La desinformación sigue representando un problema para nuestras democracias. En sociedades polarizadas, donde la confianza pública se erosiona y la formación ciudadana es precaria, el engaño circula y se instala. Esto se ha vuelto aún más complejo en tiempos de apogeo de la inteligencia artificial, donde la capacidad de producir contenidos falsos cada vez más verosímiles ha reducido costos, tiempos y la distancia entre lo real y lo fabricado. En este contexto, la debilidad de la educación cívica deja a amplios sectores de la ciudadanía sin herramientas para distinguir la manipulación.
Según una encuesta de Ipsos Global (2025), el 73 % de peruanos conectados considera probable que las campañas de desinformación dirigidas sean realizadas principalmente por Inteligencia Artificial, ubicando al Perú en el séptimo lugar entre 30 países y en México, esta percepción es aún mayor: el 77 %, situándolo en el cuarto lugar. Estos datos reflejan la preocupación ciudadana sobre la sofisticación del engaño.
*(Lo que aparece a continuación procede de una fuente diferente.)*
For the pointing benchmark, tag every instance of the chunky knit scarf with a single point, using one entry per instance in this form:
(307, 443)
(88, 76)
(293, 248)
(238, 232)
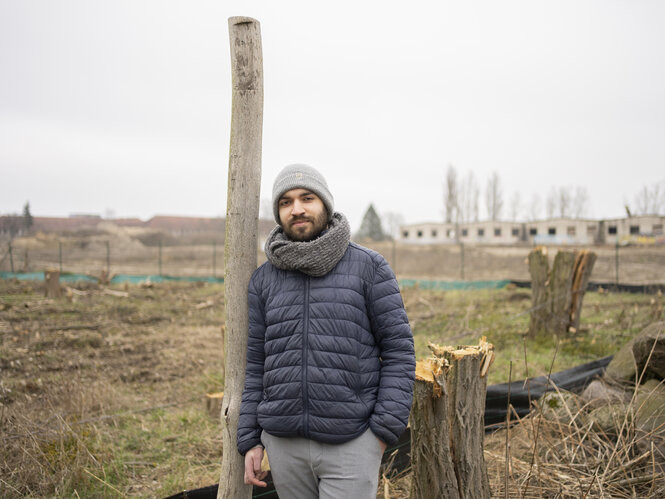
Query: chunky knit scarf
(316, 257)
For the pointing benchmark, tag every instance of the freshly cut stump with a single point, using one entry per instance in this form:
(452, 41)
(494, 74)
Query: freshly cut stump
(447, 423)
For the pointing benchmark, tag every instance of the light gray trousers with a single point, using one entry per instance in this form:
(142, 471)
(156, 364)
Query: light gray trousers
(306, 469)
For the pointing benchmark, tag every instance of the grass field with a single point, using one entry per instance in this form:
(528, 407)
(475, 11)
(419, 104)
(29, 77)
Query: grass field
(103, 395)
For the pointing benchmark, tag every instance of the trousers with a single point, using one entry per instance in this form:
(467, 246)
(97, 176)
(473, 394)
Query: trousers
(306, 469)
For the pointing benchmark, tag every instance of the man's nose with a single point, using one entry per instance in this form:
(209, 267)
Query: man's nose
(297, 208)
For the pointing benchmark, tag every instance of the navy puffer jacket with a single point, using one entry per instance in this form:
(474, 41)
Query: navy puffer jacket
(327, 356)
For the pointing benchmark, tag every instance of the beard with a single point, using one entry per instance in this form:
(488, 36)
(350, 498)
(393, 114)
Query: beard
(307, 231)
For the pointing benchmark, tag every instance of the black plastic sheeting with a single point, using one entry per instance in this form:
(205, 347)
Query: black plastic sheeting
(647, 289)
(522, 393)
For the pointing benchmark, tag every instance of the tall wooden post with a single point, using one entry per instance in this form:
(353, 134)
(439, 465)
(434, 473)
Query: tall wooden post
(241, 234)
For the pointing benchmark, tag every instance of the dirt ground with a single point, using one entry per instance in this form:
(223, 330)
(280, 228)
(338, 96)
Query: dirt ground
(111, 386)
(103, 391)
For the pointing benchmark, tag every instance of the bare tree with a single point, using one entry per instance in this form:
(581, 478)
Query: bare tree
(551, 203)
(468, 199)
(564, 199)
(450, 195)
(393, 221)
(515, 206)
(650, 200)
(580, 201)
(494, 196)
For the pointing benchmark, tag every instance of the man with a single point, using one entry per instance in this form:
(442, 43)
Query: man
(330, 358)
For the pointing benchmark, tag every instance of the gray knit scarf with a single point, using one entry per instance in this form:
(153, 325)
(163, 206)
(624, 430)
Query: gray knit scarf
(316, 257)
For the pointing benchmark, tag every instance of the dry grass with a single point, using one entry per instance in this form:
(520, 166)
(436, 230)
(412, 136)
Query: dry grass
(545, 458)
(104, 396)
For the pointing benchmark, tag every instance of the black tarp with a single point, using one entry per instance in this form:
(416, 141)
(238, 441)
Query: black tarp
(496, 405)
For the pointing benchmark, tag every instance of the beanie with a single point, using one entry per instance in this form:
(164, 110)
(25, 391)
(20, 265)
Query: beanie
(301, 177)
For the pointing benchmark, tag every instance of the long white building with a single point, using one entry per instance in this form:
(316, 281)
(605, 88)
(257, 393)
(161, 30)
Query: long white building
(646, 229)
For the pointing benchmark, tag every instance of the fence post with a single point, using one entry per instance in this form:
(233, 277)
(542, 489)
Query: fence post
(214, 258)
(108, 259)
(616, 264)
(241, 235)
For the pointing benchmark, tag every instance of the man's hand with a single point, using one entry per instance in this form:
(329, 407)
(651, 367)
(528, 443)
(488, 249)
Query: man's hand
(253, 473)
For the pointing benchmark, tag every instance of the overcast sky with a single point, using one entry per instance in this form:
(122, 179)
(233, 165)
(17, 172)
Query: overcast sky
(123, 107)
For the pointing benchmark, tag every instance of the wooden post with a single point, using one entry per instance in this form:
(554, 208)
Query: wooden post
(584, 262)
(240, 256)
(447, 423)
(52, 282)
(560, 291)
(557, 294)
(539, 269)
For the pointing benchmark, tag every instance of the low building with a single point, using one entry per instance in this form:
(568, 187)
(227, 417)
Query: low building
(645, 229)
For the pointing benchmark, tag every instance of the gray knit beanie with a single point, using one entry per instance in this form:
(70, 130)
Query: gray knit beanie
(301, 177)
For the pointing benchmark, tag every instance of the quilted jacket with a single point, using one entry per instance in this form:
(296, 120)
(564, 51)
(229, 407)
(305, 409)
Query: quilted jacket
(327, 356)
Sin embargo, centrar el análisis únicamente en la sofisticación tecnológica del engaño es insuficiente. La desinformación no se explica solo por quién la produce ni por las herramientas que utiliza, sino también por quién la busca, la consume, y la reproduce. En esa línea, el Informe “Demanda de engaño: de qué manera nuestra forma de pensar estimula la desinformación” del International Forum for Democratic Studies de la NED (Woolley y Joseff, 2020) ofrece claves fundamentales para invitar a mirar no solo la oferta sino también la demanda de engaño: el porqué amplios sectores están dispuestos a creer, compartir y defender información falsa, distorsionada o tergiversada, incluso cuando existen datos que la contradicen.
El informe señala que “en las interacciones con la desinformación operan varios prejuicios que inciden en el deseo de las personas de consumir, compartir e internalizar este tipo de contenidos”. El estudio advierte que hay una demanda pasiva y una demanda activa. En la primera, no media un ejercicio consciente de razonamiento, mientras que en la demanda activa sí existe una participación deliberada: las personas buscan, validan y amplifican la desinformación por factores como el sesgo de la confirmación por ejemplo mediante el cual persiguen información que confirma sus creencias preexistentes, o el sesgo de la desconfirmación según el cual tienden a ignorar, minimizar o razonar en contra de aquella información que entra en conflicto con sus ideas previas.
Cabe agregar que nuestras sociedades, sobre todo el Perú, han demostrado recurrentemente que el popular dicho “dato mata relato” subestima cómo se forman hoy las creencias públicas, ya que combatir la desinformación no consiste únicamente en desmentir contenidos porque una ciudadanía expuesta a datos, pero sin herramientas para interpretarlos críticamente, sigue siendo una ciudadanía vulnerable.
El desafío democrático, por tanto, no se puede limitar solo a combatir noticias falsas, sino a fortalecer capacidades: reconocer sesgos, contrastar fuentes, desarrollar pensamiento crítico y educar para la democracia. Enfrentar la desinformación exige fortalecimiento de capacidades, hábitos cívicos, y una ciudadanía crítica. Son condiciones mínimas para la convivencia democrática en la cual los ciudadanos pueden intercambiar argumentos, escuchar posiciones distintas sin descalificarlas automáticamente, contrastar información y modificar (o reafirmar) sus posiciones a partir del debate. Sin esa capacidad, el espacio público se reduce a consignas, solo emociones o enfrentamientos identitarios, y no hay diálogo democrático, ni pluralismo, sino imposición de relatos, disputa de narrativas cerradas, donde el que grita más fuerte o moviliza más emociones impone su versión. Una ciudadanía crítica y democrática evita que la mentira o la desinformación sustituyan al debate público.